Before they could say more, they heard the downstairs door open and the sound of footsteps coming upstairs. William had arrived.
He strode into the room and over to the bed and then bent down and kissed Alice on the cheek. They had been exaggeratedly affectionate to each other ever since his “mad scene,” as she secretly referred to it to herself. She had always believed she understood him better than anyone, better even than his wife, but his outburst had surprised her, causing her to conclude that she had missed something—or been kept in the dark. The fact discomfited her, but on the surface she behaved as though nothing had happened.
“What do you think?” she asked, motioning to the portrait as he seated himself on the other side of the bed.
He turned to look.
“Do you like it?”
He did not respond. He was studying the painting more closely than would have been expected, his brow furrowed. “What’s that doing there?” He pointed with sudden vehemence to the bonnet in the lower left of the painting.
“It’s my bonnet,” said Alice, peeved by his focus on a minor detail. Although the floor and the bed had been painted in the impressionist style, the bonnet was, like the face, delineated rather clearly. “It’s a joke,” she explained irritably. It did not seem very funny to her now. “I had expected he would paint me with it on, but he said he wanted to see my hair.” She touched the cap on her head, recalling the incident in which he had thrown the cap to the floor and put his hand to her head. “Why do you ask?”
William again did not respond, but his face was deep in concentration and then seemed to shape itself into a grimace. “Your friend Sickert…do you know where he is?”
“He’s off to Cornwall,” said Alice with a certain indifference. “This time I believe he means it.”
“He must be stopped.”
Alice looked at him quizzically.
“We have let a guilty man get away.” William’s voice was high with restrained emotion. “The bonnet”—he pointed to the canvas—“there was a cap on the floor in precisely that spot in Mary Kelly’s bedroom. It struck Abberline and me at the time as an odd sort of thing for a woman of that type to have lying about, but I wouldn’t have noted its position had I not just seen the photograph of the crime scene this morning. And I understand it now. None of the other murders were in a bedroom, with the victim in a nightdress.

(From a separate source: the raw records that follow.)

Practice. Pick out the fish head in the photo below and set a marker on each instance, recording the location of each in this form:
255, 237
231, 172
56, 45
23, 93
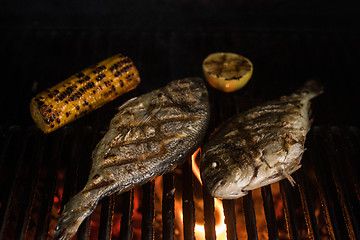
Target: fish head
223, 176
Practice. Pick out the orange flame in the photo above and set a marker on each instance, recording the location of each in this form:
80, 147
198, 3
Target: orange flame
220, 227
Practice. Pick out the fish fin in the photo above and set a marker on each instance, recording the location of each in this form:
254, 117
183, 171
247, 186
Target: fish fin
311, 89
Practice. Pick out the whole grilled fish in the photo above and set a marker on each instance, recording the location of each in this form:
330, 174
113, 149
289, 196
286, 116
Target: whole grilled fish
258, 147
149, 136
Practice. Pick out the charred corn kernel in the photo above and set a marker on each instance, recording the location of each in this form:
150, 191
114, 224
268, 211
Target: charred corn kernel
227, 72
83, 92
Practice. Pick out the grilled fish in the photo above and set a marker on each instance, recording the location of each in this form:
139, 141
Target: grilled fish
149, 136
258, 147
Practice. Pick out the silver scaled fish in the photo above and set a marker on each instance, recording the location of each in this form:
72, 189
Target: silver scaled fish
149, 136
258, 147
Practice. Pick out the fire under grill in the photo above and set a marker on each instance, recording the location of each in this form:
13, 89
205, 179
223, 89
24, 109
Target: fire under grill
40, 173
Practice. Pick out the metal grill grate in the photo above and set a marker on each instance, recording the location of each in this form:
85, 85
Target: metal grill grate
39, 173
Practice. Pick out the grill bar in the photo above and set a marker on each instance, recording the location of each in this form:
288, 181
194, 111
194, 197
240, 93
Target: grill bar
307, 204
147, 232
188, 201
289, 210
106, 218
269, 212
209, 210
168, 206
230, 220
328, 183
250, 216
126, 230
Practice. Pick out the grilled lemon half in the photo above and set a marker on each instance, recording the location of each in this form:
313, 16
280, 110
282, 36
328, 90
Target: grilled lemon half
226, 71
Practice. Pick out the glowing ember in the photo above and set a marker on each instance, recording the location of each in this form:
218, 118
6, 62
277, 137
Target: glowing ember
220, 227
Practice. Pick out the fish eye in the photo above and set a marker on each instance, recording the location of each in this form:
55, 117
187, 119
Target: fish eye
214, 164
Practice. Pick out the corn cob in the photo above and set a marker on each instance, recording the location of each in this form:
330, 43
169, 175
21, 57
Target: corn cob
83, 92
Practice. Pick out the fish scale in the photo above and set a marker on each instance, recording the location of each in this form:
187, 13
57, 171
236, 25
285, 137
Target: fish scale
149, 136
258, 147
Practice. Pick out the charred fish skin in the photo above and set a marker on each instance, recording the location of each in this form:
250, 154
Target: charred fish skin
258, 147
149, 136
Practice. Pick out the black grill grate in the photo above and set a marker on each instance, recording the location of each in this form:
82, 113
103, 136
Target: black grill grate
39, 173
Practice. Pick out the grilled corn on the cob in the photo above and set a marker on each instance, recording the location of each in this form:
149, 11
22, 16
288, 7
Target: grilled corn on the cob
83, 92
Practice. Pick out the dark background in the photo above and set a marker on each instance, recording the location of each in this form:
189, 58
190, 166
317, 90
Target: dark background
44, 42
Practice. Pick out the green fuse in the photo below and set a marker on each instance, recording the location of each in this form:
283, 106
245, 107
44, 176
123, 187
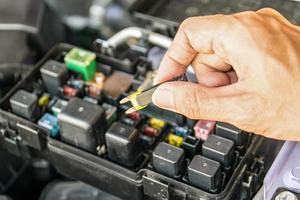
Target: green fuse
81, 61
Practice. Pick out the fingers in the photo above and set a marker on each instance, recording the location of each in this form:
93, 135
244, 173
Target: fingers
213, 71
194, 35
198, 102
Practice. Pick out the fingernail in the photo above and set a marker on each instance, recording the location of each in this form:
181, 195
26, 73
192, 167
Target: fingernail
155, 80
163, 97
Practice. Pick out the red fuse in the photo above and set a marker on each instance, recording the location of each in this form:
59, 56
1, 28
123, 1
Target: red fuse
151, 132
134, 116
70, 92
203, 128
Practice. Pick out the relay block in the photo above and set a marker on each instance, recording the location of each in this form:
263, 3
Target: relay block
68, 108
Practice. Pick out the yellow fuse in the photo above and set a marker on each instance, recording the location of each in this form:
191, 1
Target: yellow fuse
44, 100
157, 123
174, 140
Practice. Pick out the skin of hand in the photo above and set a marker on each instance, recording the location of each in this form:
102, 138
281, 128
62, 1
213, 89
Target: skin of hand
248, 70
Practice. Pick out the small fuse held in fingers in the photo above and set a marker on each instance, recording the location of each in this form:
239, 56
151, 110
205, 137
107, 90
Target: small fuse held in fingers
141, 98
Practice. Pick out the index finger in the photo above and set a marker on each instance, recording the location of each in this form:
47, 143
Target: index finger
195, 35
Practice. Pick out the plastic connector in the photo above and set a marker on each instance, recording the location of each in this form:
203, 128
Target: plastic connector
81, 61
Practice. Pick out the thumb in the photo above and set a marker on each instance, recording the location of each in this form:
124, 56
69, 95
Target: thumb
196, 101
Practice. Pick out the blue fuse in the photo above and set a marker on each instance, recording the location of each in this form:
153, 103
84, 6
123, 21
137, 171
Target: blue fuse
50, 122
181, 131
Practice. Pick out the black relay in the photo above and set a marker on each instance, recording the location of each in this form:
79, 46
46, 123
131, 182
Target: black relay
82, 124
25, 104
147, 154
204, 173
122, 143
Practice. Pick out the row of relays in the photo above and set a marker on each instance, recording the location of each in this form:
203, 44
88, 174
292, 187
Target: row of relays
74, 102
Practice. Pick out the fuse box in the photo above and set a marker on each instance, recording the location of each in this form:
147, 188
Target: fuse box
67, 110
88, 137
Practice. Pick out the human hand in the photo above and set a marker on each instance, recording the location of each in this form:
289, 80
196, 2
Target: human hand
248, 70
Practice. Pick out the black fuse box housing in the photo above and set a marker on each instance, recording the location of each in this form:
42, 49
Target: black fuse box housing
85, 165
82, 124
143, 181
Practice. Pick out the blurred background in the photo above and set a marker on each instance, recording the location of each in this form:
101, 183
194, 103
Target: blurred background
29, 28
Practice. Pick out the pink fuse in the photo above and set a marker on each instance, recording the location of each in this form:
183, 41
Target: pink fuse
203, 128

This was different because it was inspired by someone in particular.” He looked at his sister, who was staring at him uncomprehendingly. “Don’t you see? The killer placed the cap on the floor of Kelly’s room in an effort to re-create the scene in your bedroom. I hadn’t realized until now how similar that room was to yours. And Kelly was your age, considerably younger than the previous Ripper victims.”